The Guarantee goes another route, with illustrator Robert Castillo's sketches sped up as former dancer Charles Farruggio gives a narrative about his experience with rhinoplasty. Farruggio's commentary on his ballet teachers' encouragement of him to get a nose job is very funny, and the fact that the real Farruggio is never shown points a finger at the audience, as if to say "You want to see how much 'better' he looks, don't you? Too bad!" While viewers may expect to hear another plastic surgery horror story, what you get is an amusing look at how men, too, have issues with their bodies.

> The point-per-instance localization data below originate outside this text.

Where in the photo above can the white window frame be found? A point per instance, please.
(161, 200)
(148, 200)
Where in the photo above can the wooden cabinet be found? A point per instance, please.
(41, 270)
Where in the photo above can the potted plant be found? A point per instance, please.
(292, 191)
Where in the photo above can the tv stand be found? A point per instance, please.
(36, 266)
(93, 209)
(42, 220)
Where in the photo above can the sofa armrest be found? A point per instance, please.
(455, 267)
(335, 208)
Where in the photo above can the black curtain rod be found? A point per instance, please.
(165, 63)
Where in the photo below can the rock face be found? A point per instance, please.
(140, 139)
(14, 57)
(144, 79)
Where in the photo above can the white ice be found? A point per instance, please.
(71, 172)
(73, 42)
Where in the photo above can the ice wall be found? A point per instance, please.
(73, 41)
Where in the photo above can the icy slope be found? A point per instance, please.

"Is Barney's the church of today?" Asks one of the mannequin designers in Epstein's final film, 34x25x36. Epstein takes the viewer through the process of creating a mannequin, and points out how images of women have always been worshiped; before, it was Madonnas, now Victoria's Secret Angels. And all of the men in the back of a Brooklyn shop are making sure it stays that way.

 

The three films together were half an hour, so it should be interesting to see how Epstein turns this project into a feature-length movie. This more alternative view of body image issues reinvigorated a subject that I think needed it.